Seasonal is still a ballpark estimate by region depending on where you live. My tomatoes are on their way out in Maryland, but my mom lives in Michigan and is just starting to see pink on her first tomato. I think she may have to pick some and put them in the window sill where they’ll get some heat, because it has been an unseasonably cool summer.
Eat Well had a seasonal food guide for the U.S. and Canada where you can click on your state (or province) and get a produce list for your area. In the Yukon, they only harvest Christmas trees in December, so northern America, consider those sweet potatoes a blessing. Epicurious has a great idea for a seasonal, farm-to-table cooking guide where, besides seeing what’s in season in your state, you can also get associated recipes. Unfortunately the map didn’t go through testing (haha- little shop joke there since I lead a test team in my day job), and it’s not working correctly. But try back and hopefully they will fix the recipe links.
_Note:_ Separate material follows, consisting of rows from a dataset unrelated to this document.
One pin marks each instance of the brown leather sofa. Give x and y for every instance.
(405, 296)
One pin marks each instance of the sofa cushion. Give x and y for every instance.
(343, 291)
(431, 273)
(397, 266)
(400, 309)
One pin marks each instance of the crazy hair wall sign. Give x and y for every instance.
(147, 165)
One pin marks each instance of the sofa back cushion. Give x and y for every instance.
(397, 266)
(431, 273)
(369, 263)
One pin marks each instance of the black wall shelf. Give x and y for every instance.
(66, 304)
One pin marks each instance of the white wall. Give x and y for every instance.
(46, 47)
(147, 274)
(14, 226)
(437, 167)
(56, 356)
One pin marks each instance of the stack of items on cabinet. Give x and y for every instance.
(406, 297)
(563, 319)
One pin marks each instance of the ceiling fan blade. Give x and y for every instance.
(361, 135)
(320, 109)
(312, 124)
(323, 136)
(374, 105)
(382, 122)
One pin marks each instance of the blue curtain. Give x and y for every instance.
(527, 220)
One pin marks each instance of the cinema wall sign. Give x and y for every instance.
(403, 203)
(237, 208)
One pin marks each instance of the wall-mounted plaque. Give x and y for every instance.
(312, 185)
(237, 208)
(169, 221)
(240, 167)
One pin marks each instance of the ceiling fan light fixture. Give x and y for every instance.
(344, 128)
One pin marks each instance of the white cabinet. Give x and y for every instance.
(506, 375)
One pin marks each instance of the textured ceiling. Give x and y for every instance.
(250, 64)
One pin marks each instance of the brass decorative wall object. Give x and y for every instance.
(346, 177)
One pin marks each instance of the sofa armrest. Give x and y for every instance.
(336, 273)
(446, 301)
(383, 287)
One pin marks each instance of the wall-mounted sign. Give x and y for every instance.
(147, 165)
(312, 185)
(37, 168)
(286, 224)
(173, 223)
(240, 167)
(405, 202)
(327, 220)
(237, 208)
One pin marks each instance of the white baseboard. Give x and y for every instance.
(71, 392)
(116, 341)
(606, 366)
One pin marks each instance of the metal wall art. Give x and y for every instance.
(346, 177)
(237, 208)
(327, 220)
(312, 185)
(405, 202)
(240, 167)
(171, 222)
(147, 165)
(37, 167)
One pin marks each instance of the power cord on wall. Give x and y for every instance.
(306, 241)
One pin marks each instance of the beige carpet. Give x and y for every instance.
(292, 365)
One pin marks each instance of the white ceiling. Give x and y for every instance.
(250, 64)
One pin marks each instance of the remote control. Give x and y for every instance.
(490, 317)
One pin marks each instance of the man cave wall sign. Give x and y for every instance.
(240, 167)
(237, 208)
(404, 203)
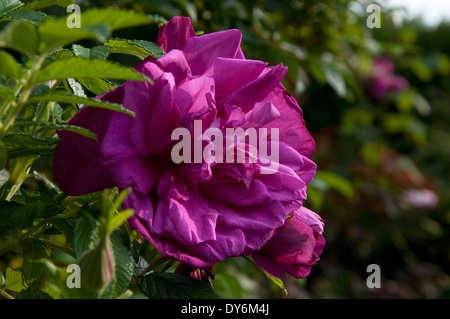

What you do with a seasonal guide, is substitute what’s in season for your recipe that calls for something similar that’s out of season. For example, today I substituted blackberries for the raspberries in my sunflower seed butter pancakes. This time of year you can take your spring cherry cobbler recipe and use peaches instead. Here is a peach crisp recipe without as much sugar as most recipes. We don’t dip our peaches in sugar when we’re eating them fresh, so I don’t see why we need much sugar in the dessert. You do not need to peel them if you wash them and know your farmer (or know they’re organic). My topping looks a little dry after baking because I only had ¼ cup of butter and didn’t have time to go to the store, so I stirred the topping into the peaches when I put it in bowls. And I only used three peaches because they were massive.
Peach Crisp
4-5 sliced peaches, depending on size
2 T brown sugar
1 C oats
1/2 C flour
1/2 C butter
1 t cinnamon
½ t nutmeg
Preheat oven to 350. Slice the peaches into a sprayed 2 qt baking dish. Mix in the brown sugar. Mix the oats, flour, cinnamon, and nutmeg and cut in the cold butter. Pour about 1/3 of the oat mixture on the peaches and combine it a little. Sprinkle the rest of the oat mixture on top and bake for 30 minutes.